Into these houses Cecily and her companion—a different person every day—would go, and instead of just handing out meds, they would first take water to everyone and help them drink. Then would come the medications, usually capsules and tablets, but liquids for the children and those too weak to swallow a pill.
And then, finally, would come the cleanup. Bottled water was too precious to use for this, so they would have to use whatever water was available in the house or could be borrowed from still-healthy neighbors. Every caregiver had quickly gotten used to the stench and no longer recoiled from touching what had to be touched and washing what had to be washed. It was impossible to make everything hospital-clean, but they left every house in better condition than they found it in.
They marked with orange tape the lintels of the houses where no one was able to get out of bed. The food crews would then know which houses to visit on their daily rounds. For the first few days, gas-masked American soldiers went with the food crews, but as the soldiers took sick, they were replaced by Nigerian students, armed only with sticks; but they, along with Cecily's reputation as the New Mrs. Slessor, were enough to deter brigands and pilferers.

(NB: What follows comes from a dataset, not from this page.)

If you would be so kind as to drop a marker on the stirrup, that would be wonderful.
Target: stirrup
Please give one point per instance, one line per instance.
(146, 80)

As word of what the caregivers were doing spread through the city, order began to return. People with white breathing masks went back to their jobs; farmers from the hinterland began to bring food into the city again, so they could return with medications and knowledge of methods of treatment. Extended families formed a widespread network throughout the region—most people in the city still had many relatives in the hinterland, and that network began to keep the city alive.
All of this was gratifying—it was clear that the coming of the American caregivers was making a great difference. The city would not starve; people were far less likely to be robbed, raped, or murdered as they lay sick or tried to flee the city.
What Cecily was watching most closely, though, was the mortality rate. She could not measure any control group—they were not going to leave some portion of the city within their reach untended—but she could try to gather statistics on the recovery rate among those who were treated.
The best indicator would be the soldiers—they were all known by name, they were gathered in one place, and they could not move in and out of the countryside without anyone missing them. The reports from Lagos and other areas of early infection were of death rates as high as fifty percent in some areas, and never lower than thirty percent. If the soldiers died at the same rate, then all their effort was making no difference at all.
So part of Mark's work, Cecily decided, was to gather the stats as they came in—the number of soldiers who were sick, the number reaching each stage of the disease, and then, eventually, the number who died or who were still alive when the fever broke.
"I'm supposed to care about numbers?" he asked impatiently.
"Yes," she said. "This plague will probably reach the United States someday. We need to know if our treatment regime works, and if it does, how much difference it makes."